Bioavailable Fe is an essential nutrient for phytoplankton that allows these organisms to flourish and drawdown atmospheric CO₂ affecting global climatic condition. In marine locales remote from the continents extraterrestrial (ET) dust provides an important source of Fe and thus moderates primary productivity. Here we provide the first constraints on the partitioning of extraterrestrial Fe between seawater and sediments from observations of the dissolution and alteration of 5228 cosmic spherules recovered from the deep sea sediments and Antarctica. Of the ~3,000-6,000 t/a ET dust that reaches the Earth surface, ~2–5% material survives in marine sediments whilst the remainder is liberated into seawater by dissolution and etching. Both processes contributes ~(3–10)×10^-8mol Fe m^-2 yr^-1. Also, the Fe contribution due to evaporation of survived particle is estimated to be ~0.2–0.5 t d^-1 that is ~10% of Fe contribution to meteoric smoke. The contribution of Fe from dissolution is small in comparison to recondensed meteoritic smoke particles. Cosmic spherules, also indicate that Fe is enhanced in smoke particles compared to surviving micrometeorites (MMs) by partial evaporation. Whilst smokes are delivered directly to the photic zone of the ocean, dissolved MMs also deliver their Fe in those areas. Changes in the ET dust flux vary not only the amount of Fe by up to three orders of magnitude, but also the partitioning of Fe between surface and abyssal waters depending on entry velocity and its effect on evaporation.
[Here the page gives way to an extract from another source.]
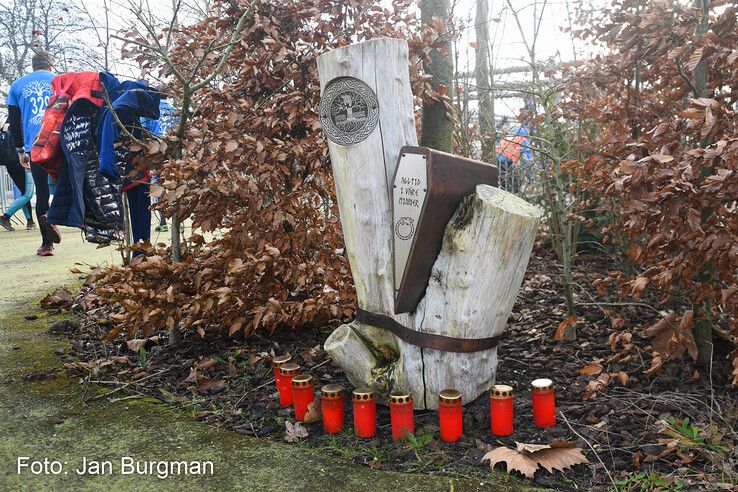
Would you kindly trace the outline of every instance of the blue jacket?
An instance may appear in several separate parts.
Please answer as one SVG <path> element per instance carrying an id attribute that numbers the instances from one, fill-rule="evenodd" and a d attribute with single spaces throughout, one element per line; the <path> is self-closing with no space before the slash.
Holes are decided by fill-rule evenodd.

The present work has compiled micrometeorites from deep-sea sediment of central Indian Ocean and Antarctica. The deep-sea sediments collected by using surficial grab sampler (size 50×50 cm (length × breadth) from the ocean depth of ~5000 m. The second collection from Antarctica, Maitri station was undertaken by ice melting and sieving the melted water using ~50 µm mesh. The particulars of the sampling process from the deep-sea collection have been described in detail by Prasad et al. (2013) and Rudraswami et al. (2012, 2018). These studies are focused on particle sizes that deliver the mass peak of the ET matter to Earth.